- Soundtrack cover
- Directed by: Ravichandran
- Screenplay by: Ravichandran
- Story by: Ravichandran
- Produced by: Sandesh Nagaraj
- Starring: Ravichandran; Radhika;
- Cinematography: G. S. V. Seetharam
- Edited by: Ravichandran
- Music by: Ravichandran
- Production company: Sandesh Combines
- Release date: 24 March 2006;
- Running time: 155 minutes
- Country: India
- Language: Kannada

= Hatavadi =

2006 film by V. Ravichandran

Hatavadi is a 2006 Indian Kannada- language musical drama film written and directed by V. Ravichandran. He stars in the lead role opposite Radhika. In addition to directing the film and acting, Ravichandran also took roles of the film's dialogue-writer, screenwriter, composer, lyricist and editor.

==Cast==

- Ravichandran as Balu
- Radhika as Amisha
- Sharan
- Doddanna
- Lakshman
- K. S. L. Swamy
- Vinaya Prasad
- Padmaja Rao
- Ramesh Bhat
- Sadashiva Brahmavar
- Mandeep Roy
- Mukhyamantri Chandru
- Avinash
- Chitra Shenoy
- Bank Janardhan
- Rekha Das
- M. N. Lakshmi Devi
- Om Prakash Rao
- Damini
- B. V. Radha
- Dayanand

==Production==
Following his 2005 film Aham Premasmi, Ravichandran announced that he would be directing Hatavadi, though the formal announcement of the film came seven months after its launch. The film was his second directorial under the banner Sandesh Combines, after Mommaga (1997).

==Soundtrack==

Ravichandran composed the music for the soundtracks also writing its lyrics.
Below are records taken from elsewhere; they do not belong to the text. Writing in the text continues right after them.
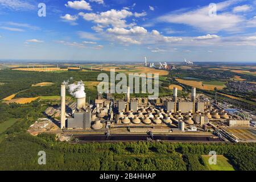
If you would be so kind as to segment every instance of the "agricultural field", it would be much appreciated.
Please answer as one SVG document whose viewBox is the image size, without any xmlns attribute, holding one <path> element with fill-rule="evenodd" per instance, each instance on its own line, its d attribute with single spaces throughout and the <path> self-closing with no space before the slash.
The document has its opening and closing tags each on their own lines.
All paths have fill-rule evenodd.
<svg viewBox="0 0 256 182">
<path fill-rule="evenodd" d="M 60 69 L 60 68 L 14 68 L 13 70 L 24 71 L 28 72 L 54 72 L 54 71 L 66 71 L 67 69 Z"/>
<path fill-rule="evenodd" d="M 214 90 L 215 88 L 217 88 L 218 90 L 222 90 L 225 87 L 224 82 L 218 81 L 207 82 L 207 84 L 205 84 L 203 82 L 200 81 L 187 80 L 180 78 L 176 78 L 176 80 L 182 84 L 205 90 Z M 221 83 L 222 83 L 222 84 Z"/>
<path fill-rule="evenodd" d="M 5 132 L 8 128 L 13 126 L 16 121 L 16 118 L 10 118 L 0 123 L 0 134 Z"/>
<path fill-rule="evenodd" d="M 32 86 L 50 86 L 54 84 L 53 82 L 42 82 L 41 83 L 36 84 L 33 84 L 32 85 Z"/>
<path fill-rule="evenodd" d="M 207 168 L 210 171 L 234 171 L 233 167 L 229 163 L 228 159 L 223 155 L 217 156 L 217 164 L 210 165 L 209 155 L 202 155 L 203 160 Z"/>
<path fill-rule="evenodd" d="M 115 66 L 115 65 L 111 65 L 109 67 L 99 67 L 99 66 L 92 66 L 93 69 L 96 69 L 100 71 L 101 68 L 103 71 L 110 71 L 112 69 L 115 69 L 115 72 L 118 73 L 123 73 L 126 74 L 129 73 L 151 73 L 151 74 L 159 74 L 159 76 L 165 76 L 168 75 L 168 72 L 164 70 L 160 69 L 156 69 L 154 68 L 146 68 L 141 66 L 135 66 L 132 65 L 121 65 L 121 66 Z"/>
<path fill-rule="evenodd" d="M 249 75 L 252 76 L 256 76 L 256 72 L 250 72 L 249 71 L 245 71 L 245 70 L 232 70 L 232 72 L 240 74 L 245 74 Z"/>
<path fill-rule="evenodd" d="M 174 88 L 176 87 L 178 89 L 178 90 L 180 90 L 182 91 L 182 87 L 180 86 L 180 85 L 174 85 L 174 84 L 172 84 L 172 85 L 169 85 L 169 89 L 170 90 L 173 90 Z"/>
<path fill-rule="evenodd" d="M 12 100 L 13 98 L 14 98 L 15 97 L 15 96 L 16 96 L 16 94 L 11 94 L 11 95 L 10 95 L 9 96 L 3 98 L 3 100 L 4 100 L 4 101 L 10 101 L 10 100 Z"/>
<path fill-rule="evenodd" d="M 247 129 L 229 129 L 227 130 L 242 140 L 255 140 L 256 131 Z"/>
</svg>

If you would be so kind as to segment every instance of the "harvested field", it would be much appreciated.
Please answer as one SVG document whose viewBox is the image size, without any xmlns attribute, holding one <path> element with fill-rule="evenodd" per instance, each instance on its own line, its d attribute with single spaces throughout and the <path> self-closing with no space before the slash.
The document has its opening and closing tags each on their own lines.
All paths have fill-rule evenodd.
<svg viewBox="0 0 256 182">
<path fill-rule="evenodd" d="M 38 99 L 39 97 L 31 97 L 31 98 L 14 98 L 11 99 L 8 101 L 6 101 L 6 103 L 10 104 L 10 103 L 17 103 L 20 104 L 25 104 L 27 103 L 30 103 L 32 101 L 35 101 L 36 100 Z"/>
<path fill-rule="evenodd" d="M 182 90 L 182 87 L 180 86 L 180 85 L 169 85 L 169 89 L 170 90 L 173 90 L 174 88 L 176 87 L 177 88 L 178 90 Z"/>
<path fill-rule="evenodd" d="M 16 94 L 11 94 L 10 96 L 8 96 L 8 97 L 3 98 L 3 100 L 4 100 L 4 101 L 10 101 L 10 100 L 14 98 L 14 97 L 15 97 L 15 96 L 16 96 Z"/>
<path fill-rule="evenodd" d="M 221 90 L 225 88 L 224 85 L 203 84 L 202 81 L 186 80 L 179 78 L 176 78 L 176 80 L 181 84 L 189 85 L 190 86 L 193 86 L 202 90 L 214 90 L 215 88 L 217 88 L 218 90 Z"/>
<path fill-rule="evenodd" d="M 51 82 L 42 82 L 41 83 L 33 84 L 32 86 L 49 86 L 54 84 Z"/>
<path fill-rule="evenodd" d="M 240 76 L 234 76 L 233 78 L 235 81 L 245 81 L 246 80 L 242 78 Z"/>
<path fill-rule="evenodd" d="M 227 129 L 236 137 L 242 140 L 256 140 L 255 131 L 247 129 Z"/>
<path fill-rule="evenodd" d="M 251 72 L 249 71 L 244 71 L 244 70 L 232 70 L 231 72 L 236 73 L 246 74 L 256 76 L 256 72 Z"/>
<path fill-rule="evenodd" d="M 228 71 L 229 69 L 226 69 L 226 68 L 209 68 L 209 70 L 220 70 L 220 71 Z"/>
<path fill-rule="evenodd" d="M 93 69 L 101 70 L 101 67 L 92 67 Z M 137 67 L 134 65 L 123 65 L 120 67 L 103 67 L 102 70 L 110 71 L 112 69 L 115 69 L 115 72 L 119 73 L 151 73 L 159 74 L 159 76 L 168 75 L 168 72 L 165 70 L 156 69 L 151 68 L 146 68 L 143 67 Z"/>
<path fill-rule="evenodd" d="M 60 68 L 15 68 L 13 70 L 18 71 L 26 71 L 28 72 L 53 72 L 56 71 L 67 71 L 67 69 L 60 69 Z"/>
</svg>

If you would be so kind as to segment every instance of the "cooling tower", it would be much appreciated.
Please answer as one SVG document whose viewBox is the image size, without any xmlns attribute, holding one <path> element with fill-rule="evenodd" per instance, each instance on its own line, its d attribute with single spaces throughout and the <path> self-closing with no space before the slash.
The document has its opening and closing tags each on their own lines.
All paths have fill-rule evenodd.
<svg viewBox="0 0 256 182">
<path fill-rule="evenodd" d="M 127 87 L 127 105 L 126 105 L 126 111 L 129 112 L 129 104 L 130 104 L 130 86 Z"/>
<path fill-rule="evenodd" d="M 191 102 L 193 102 L 193 113 L 195 113 L 196 111 L 196 88 L 192 87 L 191 89 Z"/>
<path fill-rule="evenodd" d="M 86 97 L 77 98 L 76 108 L 78 110 L 86 107 Z"/>
<path fill-rule="evenodd" d="M 66 105 L 65 105 L 65 97 L 66 97 L 66 86 L 62 84 L 61 86 L 61 114 L 60 114 L 60 129 L 65 128 L 66 121 Z"/>
<path fill-rule="evenodd" d="M 174 88 L 174 113 L 177 111 L 177 88 Z"/>
</svg>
The album consists of eight soundtracks.

Track listing
| No. | Title | Lyrics | Singer(s) | Length |
|---|---|---|---|---|
| 1. | "Aata Hudugatavo" | Ravichandran | Shankar Mahadevan | 5:50 |
| 2. | "Chali Chali" | Ravichandran | S. P. Balasubrahmanyam, Chithra | 4:27 |
| 3. | "Ee Preethigagi" | Ravichandran | S. P. Balasubrahmanyam | 5:41 |
| 4. | "Mukhadalli Yenide" | Ravichandran | S. P. Balasubrahmanyam | 4:36 |
| 5. | "Oorella Suthi" | Ravichandran | S. P. Balasubrahmanyam | 5:51 |
| 6. | "Thai Thai" | Ravichandran | Udit Narayan, Malathi | 4:29 |
| 7. | "Yaaru Yaaru" | Ravichandran, Chandru | Shankar Mahadevan, C. Aswath, B. Jayashree | 6:37 |
| 8. | "Yaramma Ivalu" | Ravichandran | S. P. Balasubrahmanyam | 4:47 |
| Total length: |  |  |  | 42:18 |

==Critical reception==
Reviewing the film, The Hindu called Hatavadi a "surprise package of entertainment" and added, "Supported by brilliant photography by G.V.S. Sitaram, imposing shot composition, clever screenplay, sharp editing, insightful dialogues at places and simple narration, the film challenges the orthodox method of commercial film making." S. N. Deepak of Deccan Herald calls the film "a simple story of friendship, love, affection and hatred." and adds, "It is also about a man’s determination which makes him achieve what he wished despite obstacles, both societal and physical. There are not many surprises or turns. But Ravichandran has included all elements to please his fans." Writing for Rediff, R. G. Vijayasarathy gave the film a 2/5 rating and said, "[the film] has strong emotional content. The music also plays a major role in elevating the quality of the film." He concluded praising the performance of Radhika and writes, "... it is to Radhika's credit that she stands up to a superb performance. Her emotions are perfect and she is presented very well on screen."